O objetivo do workshop que fazemos é mostrar a cultura e o talento das agências e dos clientes, e a paixão sempre acontece, porque a agência se expressa da forma como trabalha, e quem está por trás disso são as pessoas, o verdadeiro talento. A ideia é simular a resolução de um problema juntos antes, para ver com quem todos preferem fazer isso.
Como você vê o futuro dos negócios da Human Rise?
Quero transformá-la em uma plataforma. Estou nesse processo, automatizando algumas etapas. A ideia é escalar o projeto para torná-lo acessível e transformar a vida de mais pessoas.
Você está na Espanha há seis anos. Como é ser uma liderança feminina e empreendedora nesse mercado?
O mercado brasileiro está mil vezes mais evoluído em termos de saúde mental e melhores condições de trabalho. Os brasileiros são muito mais produtivos e, em geral, estão acostumados a lidar com situações de instabilidade. Aqui, como é um ambiente muito estável, a inflação de agora é um desespero para os espanhóis. Por isso, acho que a abordagem da Human Rise tem muito mais eco no Brasil.
Assédio moral, por exemplo, é algo que existe na Espanha, mas não se tem muita consciência sobre.
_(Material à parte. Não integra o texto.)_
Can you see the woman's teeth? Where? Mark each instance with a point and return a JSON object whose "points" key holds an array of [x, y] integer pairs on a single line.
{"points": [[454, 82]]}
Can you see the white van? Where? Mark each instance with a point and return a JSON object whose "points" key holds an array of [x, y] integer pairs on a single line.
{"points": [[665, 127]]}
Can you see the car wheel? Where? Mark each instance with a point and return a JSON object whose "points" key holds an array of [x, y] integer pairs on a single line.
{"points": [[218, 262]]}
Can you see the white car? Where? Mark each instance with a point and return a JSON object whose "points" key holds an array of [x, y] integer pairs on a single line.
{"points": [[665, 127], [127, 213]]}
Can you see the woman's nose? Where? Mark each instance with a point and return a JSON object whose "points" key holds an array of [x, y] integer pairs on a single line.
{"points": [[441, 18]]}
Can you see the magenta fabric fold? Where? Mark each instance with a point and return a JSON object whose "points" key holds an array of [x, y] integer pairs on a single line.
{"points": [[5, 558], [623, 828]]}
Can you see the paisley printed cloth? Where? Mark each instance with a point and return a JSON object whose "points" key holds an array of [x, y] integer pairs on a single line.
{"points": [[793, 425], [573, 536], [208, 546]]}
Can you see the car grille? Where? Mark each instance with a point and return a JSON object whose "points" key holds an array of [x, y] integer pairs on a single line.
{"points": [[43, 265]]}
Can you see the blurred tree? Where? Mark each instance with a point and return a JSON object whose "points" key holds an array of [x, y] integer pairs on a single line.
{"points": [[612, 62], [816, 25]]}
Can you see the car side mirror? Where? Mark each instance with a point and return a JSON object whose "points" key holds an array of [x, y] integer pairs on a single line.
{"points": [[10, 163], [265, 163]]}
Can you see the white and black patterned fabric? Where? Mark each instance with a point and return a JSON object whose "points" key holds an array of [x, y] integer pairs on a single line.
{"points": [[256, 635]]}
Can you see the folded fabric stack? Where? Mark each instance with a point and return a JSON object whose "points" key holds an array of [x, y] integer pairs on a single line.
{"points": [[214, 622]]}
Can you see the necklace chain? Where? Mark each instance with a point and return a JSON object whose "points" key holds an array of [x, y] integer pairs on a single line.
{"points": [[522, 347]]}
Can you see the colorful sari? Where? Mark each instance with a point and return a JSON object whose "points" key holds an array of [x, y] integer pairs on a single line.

O tom de voz europeu é diferente do latino. Ao mesmo tempo, nós, brasileiros, somos muito melindrados, não conseguimos ouvir as verdades.
O lado bom daqui é o pragmatismo, a objetividade e a falta de filtro na fala. Por um lado, você se sente acolhido ao não falar e ouvir a verdade, mas, por outro, isso não favorece muito nem mesmo a inovação, porque ela precisa de divergência construtiva e de “nãos” para aparecer.